I was the first woman trader and still am the youngest woman trader to make partner at Goldman Sachs, a title I thought I recently handed over because I thought I had just turned 33, but nope. The year was 1996, I had just turned 32, and I was pregnant with my first child when I heard the news. And if you are connecting the dots and thinking, weird, she made partner while her belly was making room for a new human at a patriarchal institution, and now she is writing this article with a tight belly birthing the possibility of a matriarchal/just/equitable system of finance, the irony is not lost on you. Not only will I continue to use the money that I received from that IPO to fund and support women and people of color, but I will use it more boldly, bravely, and fully, because I am letting that anger out, finally, and I will more fully and productively help change the financial systems that are just not fair. And maybe when that pile of Cheerios is spit equitability and rightfully, I can actually rest and the annoying burping and hiccuping will finally stop.
(with a huge thank you to the incredible Laura Moore for helping me birth the She Invests Newsletter and so much more. Love ya, sister)

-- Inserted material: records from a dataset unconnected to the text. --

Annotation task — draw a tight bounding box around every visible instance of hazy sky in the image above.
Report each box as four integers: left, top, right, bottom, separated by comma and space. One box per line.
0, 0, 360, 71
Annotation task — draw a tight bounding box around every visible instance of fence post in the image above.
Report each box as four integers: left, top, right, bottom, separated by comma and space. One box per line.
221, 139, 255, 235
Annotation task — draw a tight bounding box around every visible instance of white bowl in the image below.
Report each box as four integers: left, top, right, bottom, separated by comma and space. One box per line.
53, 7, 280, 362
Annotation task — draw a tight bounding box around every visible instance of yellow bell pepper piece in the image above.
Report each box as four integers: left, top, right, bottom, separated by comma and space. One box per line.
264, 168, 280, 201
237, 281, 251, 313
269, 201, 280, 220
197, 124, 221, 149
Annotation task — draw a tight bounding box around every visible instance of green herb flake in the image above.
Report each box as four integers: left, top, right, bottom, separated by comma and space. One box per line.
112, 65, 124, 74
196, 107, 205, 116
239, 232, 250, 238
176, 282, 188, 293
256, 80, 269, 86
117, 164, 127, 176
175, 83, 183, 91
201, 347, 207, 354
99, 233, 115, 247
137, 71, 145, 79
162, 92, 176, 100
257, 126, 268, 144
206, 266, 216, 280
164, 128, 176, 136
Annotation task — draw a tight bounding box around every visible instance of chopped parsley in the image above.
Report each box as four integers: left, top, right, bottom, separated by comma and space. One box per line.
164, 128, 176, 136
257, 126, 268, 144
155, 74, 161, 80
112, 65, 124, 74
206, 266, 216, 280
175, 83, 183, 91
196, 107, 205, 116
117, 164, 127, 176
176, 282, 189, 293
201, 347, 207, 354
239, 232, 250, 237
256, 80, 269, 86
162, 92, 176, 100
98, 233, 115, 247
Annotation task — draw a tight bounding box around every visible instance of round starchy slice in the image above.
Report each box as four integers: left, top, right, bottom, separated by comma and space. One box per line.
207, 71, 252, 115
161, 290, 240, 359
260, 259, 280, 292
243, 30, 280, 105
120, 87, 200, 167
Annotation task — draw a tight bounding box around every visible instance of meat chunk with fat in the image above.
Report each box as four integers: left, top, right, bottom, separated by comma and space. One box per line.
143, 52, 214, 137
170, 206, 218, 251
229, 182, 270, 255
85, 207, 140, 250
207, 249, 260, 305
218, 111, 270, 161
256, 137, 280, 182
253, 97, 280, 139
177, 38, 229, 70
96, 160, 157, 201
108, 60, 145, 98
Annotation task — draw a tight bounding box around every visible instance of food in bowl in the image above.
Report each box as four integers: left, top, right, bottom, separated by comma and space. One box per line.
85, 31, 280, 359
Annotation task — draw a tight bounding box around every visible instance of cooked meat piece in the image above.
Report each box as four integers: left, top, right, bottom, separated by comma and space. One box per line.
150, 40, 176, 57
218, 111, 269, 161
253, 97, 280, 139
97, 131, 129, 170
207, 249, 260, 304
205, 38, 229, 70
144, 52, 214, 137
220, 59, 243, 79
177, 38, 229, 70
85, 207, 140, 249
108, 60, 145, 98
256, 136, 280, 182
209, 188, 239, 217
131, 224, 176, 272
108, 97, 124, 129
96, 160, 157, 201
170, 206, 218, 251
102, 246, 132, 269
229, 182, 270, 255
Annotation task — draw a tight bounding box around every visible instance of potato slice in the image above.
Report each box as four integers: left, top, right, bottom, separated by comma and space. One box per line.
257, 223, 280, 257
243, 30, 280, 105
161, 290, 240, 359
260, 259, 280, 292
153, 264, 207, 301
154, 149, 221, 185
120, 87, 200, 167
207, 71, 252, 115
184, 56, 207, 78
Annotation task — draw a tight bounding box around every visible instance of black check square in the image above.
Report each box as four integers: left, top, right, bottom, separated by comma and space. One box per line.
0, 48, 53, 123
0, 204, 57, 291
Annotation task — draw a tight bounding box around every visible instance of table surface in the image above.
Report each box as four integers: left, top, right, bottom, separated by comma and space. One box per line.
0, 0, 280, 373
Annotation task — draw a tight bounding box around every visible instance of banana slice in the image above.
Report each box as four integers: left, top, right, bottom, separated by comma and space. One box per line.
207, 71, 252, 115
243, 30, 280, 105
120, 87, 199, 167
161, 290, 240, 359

To apply to join Women in VC, please click HERE. The directory is password protected and open to women employed full time at institutional, corporate, impact, accelerator and family office funds making direct investments; applications are reviewed and approved on a rolling basis. And thank you to the founders of Women in VC Sutian Dong and Jessica Peltz-Zatu love! You two rock.
By the way, I ate the whole bowl of Cheerios.
* QNRT™ is a proprietary protocol designed to initiate a quantum shift in the nervous system by resetting the brain’s response to emotional triggers for both past and present emotional trauma and stress.
* I highly recommend Brene Brown’s books, and especially her podcast, Unlocking Us.